第一个女生恶毒的声音再次传来,带着一种宣泄似的快感,“不然凭她那副骚狐狸精的德性,怎么可能每次都考那么好!!”
“贱人……骚狐狸精……”
这些刺耳的词语,如同一根根冰冷的针,狠狠地扎进了江书砚的耳膜,他看着身下被自己狠狠贯穿的江书凝,她那因紧张和压抑而变得苍白的小脸,双眼紧闭,睫毛上还挂着晶莹的泪珠。
这种极致的背德感和支配欲,让江书砚的心脏狂跳不止。
他知道,外面那两个嘴碎的婊子永远不会知道,她们口中那个骚浪的江书凝,此刻正以淫荡的姿态,被他——
她的亲哥哥——
就在女厕所的隔间,隔着不过几米的地方操弄着。
隔间外,那两个女生的笑声越发肆无忌惮,“哈哈哈哈!!估计她就几块钱一晚上?那她可真是老便宜了,难怪每次都能拿第一,说不定她早就被全校男老师轮过了,贱货!!”

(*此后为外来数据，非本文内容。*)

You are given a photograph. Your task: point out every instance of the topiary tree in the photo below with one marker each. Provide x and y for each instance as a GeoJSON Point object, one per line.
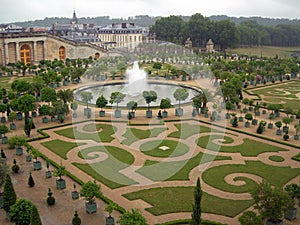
{"type": "Point", "coordinates": [117, 97]}
{"type": "Point", "coordinates": [180, 94]}
{"type": "Point", "coordinates": [132, 218]}
{"type": "Point", "coordinates": [9, 194]}
{"type": "Point", "coordinates": [30, 180]}
{"type": "Point", "coordinates": [101, 102]}
{"type": "Point", "coordinates": [76, 220]}
{"type": "Point", "coordinates": [250, 218]}
{"type": "Point", "coordinates": [196, 213]}
{"type": "Point", "coordinates": [35, 218]}
{"type": "Point", "coordinates": [20, 212]}
{"type": "Point", "coordinates": [271, 203]}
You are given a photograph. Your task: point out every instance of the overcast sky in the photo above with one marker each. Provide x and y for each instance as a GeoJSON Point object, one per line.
{"type": "Point", "coordinates": [20, 10]}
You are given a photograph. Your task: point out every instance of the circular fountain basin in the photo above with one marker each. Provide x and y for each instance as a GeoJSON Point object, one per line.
{"type": "Point", "coordinates": [163, 90]}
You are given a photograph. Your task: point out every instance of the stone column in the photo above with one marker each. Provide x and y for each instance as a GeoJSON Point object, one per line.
{"type": "Point", "coordinates": [18, 51]}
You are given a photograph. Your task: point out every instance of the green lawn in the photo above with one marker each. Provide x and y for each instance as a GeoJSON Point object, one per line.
{"type": "Point", "coordinates": [248, 148]}
{"type": "Point", "coordinates": [152, 148]}
{"type": "Point", "coordinates": [178, 170]}
{"type": "Point", "coordinates": [133, 134]}
{"type": "Point", "coordinates": [179, 199]}
{"type": "Point", "coordinates": [277, 176]}
{"type": "Point", "coordinates": [186, 130]}
{"type": "Point", "coordinates": [61, 148]}
{"type": "Point", "coordinates": [104, 135]}
{"type": "Point", "coordinates": [107, 171]}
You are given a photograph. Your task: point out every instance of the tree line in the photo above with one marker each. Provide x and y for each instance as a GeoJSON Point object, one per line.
{"type": "Point", "coordinates": [225, 33]}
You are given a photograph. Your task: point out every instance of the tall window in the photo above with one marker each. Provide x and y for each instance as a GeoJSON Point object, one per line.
{"type": "Point", "coordinates": [62, 53]}
{"type": "Point", "coordinates": [25, 54]}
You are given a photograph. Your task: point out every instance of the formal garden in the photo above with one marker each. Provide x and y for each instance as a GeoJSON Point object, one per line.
{"type": "Point", "coordinates": [238, 134]}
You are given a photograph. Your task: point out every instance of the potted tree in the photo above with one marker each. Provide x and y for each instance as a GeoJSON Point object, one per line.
{"type": "Point", "coordinates": [9, 195]}
{"type": "Point", "coordinates": [37, 165]}
{"type": "Point", "coordinates": [271, 203]}
{"type": "Point", "coordinates": [294, 191]}
{"type": "Point", "coordinates": [278, 124]}
{"type": "Point", "coordinates": [297, 129]}
{"type": "Point", "coordinates": [101, 102]}
{"type": "Point", "coordinates": [248, 117]}
{"type": "Point", "coordinates": [76, 220]}
{"type": "Point", "coordinates": [165, 103]}
{"type": "Point", "coordinates": [74, 106]}
{"type": "Point", "coordinates": [86, 97]}
{"type": "Point", "coordinates": [149, 96]}
{"type": "Point", "coordinates": [50, 199]}
{"type": "Point", "coordinates": [90, 190]}
{"type": "Point", "coordinates": [3, 131]}
{"type": "Point", "coordinates": [131, 106]}
{"type": "Point", "coordinates": [75, 193]}
{"type": "Point", "coordinates": [180, 94]}
{"type": "Point", "coordinates": [12, 116]}
{"type": "Point", "coordinates": [117, 97]}
{"type": "Point", "coordinates": [109, 220]}
{"type": "Point", "coordinates": [15, 168]}
{"type": "Point", "coordinates": [59, 172]}
{"type": "Point", "coordinates": [48, 173]}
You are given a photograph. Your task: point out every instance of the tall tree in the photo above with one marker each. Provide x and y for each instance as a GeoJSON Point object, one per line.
{"type": "Point", "coordinates": [196, 214]}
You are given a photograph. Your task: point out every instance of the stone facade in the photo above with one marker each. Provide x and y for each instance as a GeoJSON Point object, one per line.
{"type": "Point", "coordinates": [42, 46]}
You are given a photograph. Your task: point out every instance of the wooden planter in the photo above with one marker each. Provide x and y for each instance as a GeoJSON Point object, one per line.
{"type": "Point", "coordinates": [90, 207]}
{"type": "Point", "coordinates": [102, 113]}
{"type": "Point", "coordinates": [118, 113]}
{"type": "Point", "coordinates": [37, 165]}
{"type": "Point", "coordinates": [48, 174]}
{"type": "Point", "coordinates": [178, 112]}
{"type": "Point", "coordinates": [12, 126]}
{"type": "Point", "coordinates": [149, 113]}
{"type": "Point", "coordinates": [60, 184]}
{"type": "Point", "coordinates": [75, 194]}
{"type": "Point", "coordinates": [109, 220]}
{"type": "Point", "coordinates": [19, 151]}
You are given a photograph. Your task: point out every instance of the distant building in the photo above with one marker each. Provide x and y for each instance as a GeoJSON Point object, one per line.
{"type": "Point", "coordinates": [121, 35]}
{"type": "Point", "coordinates": [209, 46]}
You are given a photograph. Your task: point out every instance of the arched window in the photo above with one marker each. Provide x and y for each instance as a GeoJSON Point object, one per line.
{"type": "Point", "coordinates": [25, 54]}
{"type": "Point", "coordinates": [62, 53]}
{"type": "Point", "coordinates": [97, 55]}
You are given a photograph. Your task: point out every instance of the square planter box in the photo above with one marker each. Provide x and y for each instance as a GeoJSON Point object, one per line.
{"type": "Point", "coordinates": [178, 112]}
{"type": "Point", "coordinates": [48, 174]}
{"type": "Point", "coordinates": [90, 207]}
{"type": "Point", "coordinates": [3, 119]}
{"type": "Point", "coordinates": [87, 111]}
{"type": "Point", "coordinates": [60, 184]}
{"type": "Point", "coordinates": [19, 151]}
{"type": "Point", "coordinates": [102, 113]}
{"type": "Point", "coordinates": [118, 113]}
{"type": "Point", "coordinates": [45, 120]}
{"type": "Point", "coordinates": [28, 158]}
{"type": "Point", "coordinates": [148, 113]}
{"type": "Point", "coordinates": [165, 114]}
{"type": "Point", "coordinates": [13, 126]}
{"type": "Point", "coordinates": [4, 140]}
{"type": "Point", "coordinates": [109, 220]}
{"type": "Point", "coordinates": [75, 195]}
{"type": "Point", "coordinates": [37, 165]}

“可不是嘛!!这种骚货,也就只能靠卖肉上位了,谁知道她的屄被多少人操烂了,恶心!!”
“一晚上几块钱?”
江书砚心里那股邪火开始疯长,那不是被操弄欲望的燥热,而是一种被冒犯的的怒意。
他可以肆无忌惮地侮辱江书凝,可以将她当成最下贱的玩物,可以逼她亲口承认自己是淫荡的母狗。
但那是他的特权,是他对她绝对占有的证明。
别人?凭什么?
凭什么用这些肮脏的词汇,去玷污他的专属所有物?!!
想到这里,他胯间那深深插在江书凝小穴里的肉棒,猛地向前挺进了一寸。
“嗯……!!”
江书凝的身体骤然弓起,可她依旧死死咬住下唇,勉强将那一声即将冲破喉咙的浪叫压制下去。
江书砚低下头,滚烫的呼吸喷洒在江书凝耳畔,“听见了吗?她们说你几块钱一晚……有没有觉得更贱了?”
他的手掌在她柔软的奶子上揉搓着,指尖用力拧着她肿胀的乳头,感受着她的颤抖。
“她们知道个屁,”
江书砚胯下的肉棒再次猛地一沉,狠狠地顶弄着江书凝花穴深处最敏感的软肉,“你是我一个人的骚货,是我一个人的性奴……”
可隔间外那两个女生的声音愈发尖锐刺耳,带着一股子阴阳怪气。
“我跟你说,江书凝她那个哥哥也不是什么好东西!!今天家长会,听他说没两句就直接起身走了,拽得跟二五八万似的!!”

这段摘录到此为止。